Please also join our “Keep Westminster Choir College in Princeton” Facebook group. We can use all of the leverage we can get. Rider has compressed their decision process into two months – one of them when students are off-campus.
“Westminster Choir College in Princeton, NJ, has been at the heart of American choral music for 10 years.”- The school was founded in 1926 and moved to Princeton in 1932 and moved to the current campus in 1934.
Westminster Choir is indeed as prestigious as any choral group in the United States, by dint of history and collaborations.
Sounds like WCC needs to now disentangle itself from Rider University, returning some cash Rider’s way in the process. The connection between the two never made sense. WCC should certainly be on its own campus with its own focus.

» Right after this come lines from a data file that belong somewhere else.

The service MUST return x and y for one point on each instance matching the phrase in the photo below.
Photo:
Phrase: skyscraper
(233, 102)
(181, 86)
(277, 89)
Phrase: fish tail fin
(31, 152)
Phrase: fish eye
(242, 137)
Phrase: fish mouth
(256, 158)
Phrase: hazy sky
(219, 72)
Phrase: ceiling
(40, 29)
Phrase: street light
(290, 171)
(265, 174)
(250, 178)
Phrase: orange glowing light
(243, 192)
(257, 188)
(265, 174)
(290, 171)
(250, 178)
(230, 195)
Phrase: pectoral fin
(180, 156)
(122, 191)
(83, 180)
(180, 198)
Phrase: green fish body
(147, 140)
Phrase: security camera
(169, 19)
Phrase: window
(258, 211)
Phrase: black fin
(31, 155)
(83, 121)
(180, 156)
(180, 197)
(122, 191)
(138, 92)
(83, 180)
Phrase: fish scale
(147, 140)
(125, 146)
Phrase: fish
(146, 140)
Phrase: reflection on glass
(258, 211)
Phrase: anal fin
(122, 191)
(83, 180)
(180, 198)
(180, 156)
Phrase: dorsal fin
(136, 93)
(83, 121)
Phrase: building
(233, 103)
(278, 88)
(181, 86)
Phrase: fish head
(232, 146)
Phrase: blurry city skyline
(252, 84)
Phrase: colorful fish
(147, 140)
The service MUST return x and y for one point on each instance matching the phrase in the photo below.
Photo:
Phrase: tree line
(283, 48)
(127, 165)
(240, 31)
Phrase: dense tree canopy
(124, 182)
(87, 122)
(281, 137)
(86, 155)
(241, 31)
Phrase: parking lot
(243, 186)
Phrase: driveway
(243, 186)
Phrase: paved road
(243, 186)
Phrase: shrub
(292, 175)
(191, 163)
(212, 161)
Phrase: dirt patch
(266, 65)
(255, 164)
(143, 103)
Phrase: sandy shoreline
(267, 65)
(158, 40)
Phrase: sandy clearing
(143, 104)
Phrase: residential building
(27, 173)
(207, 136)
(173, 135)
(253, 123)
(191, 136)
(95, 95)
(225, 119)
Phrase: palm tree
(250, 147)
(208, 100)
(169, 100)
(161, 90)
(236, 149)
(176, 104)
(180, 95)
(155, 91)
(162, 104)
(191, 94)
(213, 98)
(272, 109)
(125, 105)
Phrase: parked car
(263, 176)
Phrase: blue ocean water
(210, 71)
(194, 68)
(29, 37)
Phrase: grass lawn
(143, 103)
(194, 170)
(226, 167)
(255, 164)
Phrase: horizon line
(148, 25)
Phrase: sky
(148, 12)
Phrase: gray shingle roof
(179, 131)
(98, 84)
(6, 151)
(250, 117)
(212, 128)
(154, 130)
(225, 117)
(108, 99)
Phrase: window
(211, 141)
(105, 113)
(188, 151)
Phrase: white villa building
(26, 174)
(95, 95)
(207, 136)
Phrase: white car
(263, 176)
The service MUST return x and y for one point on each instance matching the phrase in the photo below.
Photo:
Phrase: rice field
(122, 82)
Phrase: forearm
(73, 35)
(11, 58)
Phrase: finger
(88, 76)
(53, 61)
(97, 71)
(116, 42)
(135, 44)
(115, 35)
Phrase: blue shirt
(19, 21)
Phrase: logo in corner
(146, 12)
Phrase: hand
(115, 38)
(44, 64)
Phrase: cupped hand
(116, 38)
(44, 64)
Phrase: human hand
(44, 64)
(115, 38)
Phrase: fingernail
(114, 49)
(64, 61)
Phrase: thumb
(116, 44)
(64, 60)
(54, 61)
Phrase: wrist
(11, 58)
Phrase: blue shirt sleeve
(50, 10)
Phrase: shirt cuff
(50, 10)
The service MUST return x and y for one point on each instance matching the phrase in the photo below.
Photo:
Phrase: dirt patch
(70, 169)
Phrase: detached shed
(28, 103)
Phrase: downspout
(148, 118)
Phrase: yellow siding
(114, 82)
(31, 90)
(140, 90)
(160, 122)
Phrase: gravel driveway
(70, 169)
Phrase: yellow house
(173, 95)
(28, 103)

Westminster Choir College joined Rider University in 1991 because it could not afford to keep its doors open. Westminster still does not pay for itself and if it “disentangled” itself from Rider, it would be forced to close its own doors.
Better to close cleanly than to watch Rider destroy it.
Totally agree!!
That’s incorrect – Westminster is in fact a very fiscally healthy institution, and does, in fact, largely pay for itself. Certain members of the Rider U administration have recently misquoted numbers and taken facts and figures out of context in order to give an impression that WCC is unhealthy.
Today, Westminster is fiscally sound – it’s Rider that has enrollment problems. Google it. I’ve always thought that Rider U. had it’s eye more on the potential profit from the 28 acres of the college’s prime real estate sitting in the middle of Princeton, when it purchased the property in 1992.
Just wanted to let you know about a minor typo — in the last paragraph, it should say “enrollment,” not “enrolment.”
Well…… n e v e r – e v e r slaughter a chicken that lays the golden eggs, artistically and financially spoken
On the other hand, when the chicken goes off the lay……
in that case: take time and put in all the necessary means to cure the dearly feathered friend!
🙂
Westminster Choir College could only be itself on the present campus. It has all ready expanded and invested in new buildings.
We could start a drive to keep it in Princeton and sever ties with Rider. Or at least rewrite a clause that it never be sold.
A short sided view with tragic results. Everything valuable to our humanity cannot be measured in dollars. More and more of American universities are driven by the almighty dollar. An education of this kind cannot be duplicated just anywhere.